Foreign investors ended up as net sellers of Indian equities for the eighth straight month as they intensified their sell-off in May to pull out nearly ₹40,000 crore over a range of domestic and global challenges. 

According to the latest data, foreign portfolio investors (FPIs) have pulled out ₹39,993 crore from Indian equities in May followed by ₹17,144 crore of outflow in April. 

“FII outflows have been on account of change in the stance of major central banks globally over the last year. The federal reserve, in particular, has shifted the monetary stance on interest rates and liquidity by raising rates as well as providing balance sheet reduction plans. This has led to outflows from emerging markets like India,” said Kunal Valia, CIO - Listed Investments, Waterfield Advisors. 

FPIs have been on a selling spree in the Indian market since the middle of last fiscal due to rising inflation rates, growing hawkishness among global central banks as well as in India, the ongoing Russia-Ukraine war and the consequent rise in crude oil prices, predicted slowdown in global economic growth. FPIs pulled out ₹2.06 lakh crore from Indian equities between October 2021 and May 2022 after making a record net investment of ₹2.74 lakh crore in FY21.

“On the global front, there are concerns of exchange rate fluctuation and if there is an aggressive rate hike by the US Federal Reserve this may lead to an appreciation of the dollar rate, rising bond yields in the US etc.
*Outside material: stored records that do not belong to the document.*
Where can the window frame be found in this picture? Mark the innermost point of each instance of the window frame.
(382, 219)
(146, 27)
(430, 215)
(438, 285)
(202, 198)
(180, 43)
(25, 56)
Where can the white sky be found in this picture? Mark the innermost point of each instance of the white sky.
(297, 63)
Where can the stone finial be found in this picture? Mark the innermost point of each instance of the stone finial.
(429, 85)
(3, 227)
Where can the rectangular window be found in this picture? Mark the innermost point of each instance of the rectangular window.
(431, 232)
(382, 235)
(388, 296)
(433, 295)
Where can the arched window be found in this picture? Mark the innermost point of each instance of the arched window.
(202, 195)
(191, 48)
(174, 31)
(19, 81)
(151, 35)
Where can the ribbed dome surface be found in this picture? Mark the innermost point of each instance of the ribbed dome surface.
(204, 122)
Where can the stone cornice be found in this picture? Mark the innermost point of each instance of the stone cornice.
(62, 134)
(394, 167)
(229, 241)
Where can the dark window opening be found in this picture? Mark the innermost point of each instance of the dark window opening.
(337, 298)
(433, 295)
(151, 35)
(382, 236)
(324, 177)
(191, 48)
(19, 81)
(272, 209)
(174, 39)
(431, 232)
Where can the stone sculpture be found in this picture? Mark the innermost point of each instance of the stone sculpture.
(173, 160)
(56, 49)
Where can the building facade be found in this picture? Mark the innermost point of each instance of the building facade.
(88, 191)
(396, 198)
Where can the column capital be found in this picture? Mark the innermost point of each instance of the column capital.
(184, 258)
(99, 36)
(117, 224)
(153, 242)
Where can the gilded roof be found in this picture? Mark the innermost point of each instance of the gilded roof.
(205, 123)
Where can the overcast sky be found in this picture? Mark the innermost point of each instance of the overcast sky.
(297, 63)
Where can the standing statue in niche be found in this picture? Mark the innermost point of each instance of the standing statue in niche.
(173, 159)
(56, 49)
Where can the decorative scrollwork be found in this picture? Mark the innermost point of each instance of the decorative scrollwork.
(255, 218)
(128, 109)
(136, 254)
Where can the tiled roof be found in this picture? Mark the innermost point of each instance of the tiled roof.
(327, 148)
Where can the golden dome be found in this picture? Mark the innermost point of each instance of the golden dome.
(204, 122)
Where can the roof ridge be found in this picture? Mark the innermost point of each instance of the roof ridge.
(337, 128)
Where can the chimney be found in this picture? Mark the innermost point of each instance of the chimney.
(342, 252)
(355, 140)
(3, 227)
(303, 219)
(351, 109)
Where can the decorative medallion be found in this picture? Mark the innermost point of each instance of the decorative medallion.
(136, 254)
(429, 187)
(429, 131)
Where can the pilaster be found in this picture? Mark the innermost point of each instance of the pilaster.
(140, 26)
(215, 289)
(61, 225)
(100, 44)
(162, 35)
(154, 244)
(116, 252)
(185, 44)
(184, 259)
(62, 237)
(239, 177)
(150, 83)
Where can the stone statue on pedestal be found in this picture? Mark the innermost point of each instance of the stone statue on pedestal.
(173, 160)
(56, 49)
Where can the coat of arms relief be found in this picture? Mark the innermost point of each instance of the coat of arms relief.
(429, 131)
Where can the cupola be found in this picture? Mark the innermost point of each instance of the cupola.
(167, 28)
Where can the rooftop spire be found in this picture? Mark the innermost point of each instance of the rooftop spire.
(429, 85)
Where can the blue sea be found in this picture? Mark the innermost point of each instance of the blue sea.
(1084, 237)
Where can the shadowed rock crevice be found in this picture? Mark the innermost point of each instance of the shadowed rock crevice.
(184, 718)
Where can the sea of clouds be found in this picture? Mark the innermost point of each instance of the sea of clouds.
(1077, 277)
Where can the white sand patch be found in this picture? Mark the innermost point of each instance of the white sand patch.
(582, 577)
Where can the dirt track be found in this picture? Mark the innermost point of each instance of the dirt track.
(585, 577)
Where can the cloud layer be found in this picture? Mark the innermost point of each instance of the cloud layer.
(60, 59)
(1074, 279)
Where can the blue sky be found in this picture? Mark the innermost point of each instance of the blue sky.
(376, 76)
Also, the continued war between Russia and Ukraine is impacting crude prices,” said Manoj Purohit, Partner and Leader – Financial Services Tax, BDO India. 

Purohit added that on the domestic front, concerns over rising inflation, the expectation of further hikes in the rates by the RBI and monetary policy changes are key factors that may impact the overall economic growth. “The sentiments of large foreign investors have made them conservative while investing in the Indian market since there is a fear that high inflation could hamper business and ultimately consumer spending.” 

Waterfield Advisors’ Valia said though any reversal inflow seems unlikely in the short term, he expects the pace of outflow to slow down. “This is because of anticipated further rate hikes by the US Fed and other central banks this year. Flows back to emerging markets like India will depend on inflation tapering off and the emergence of growth concerns in the US over the next few months.”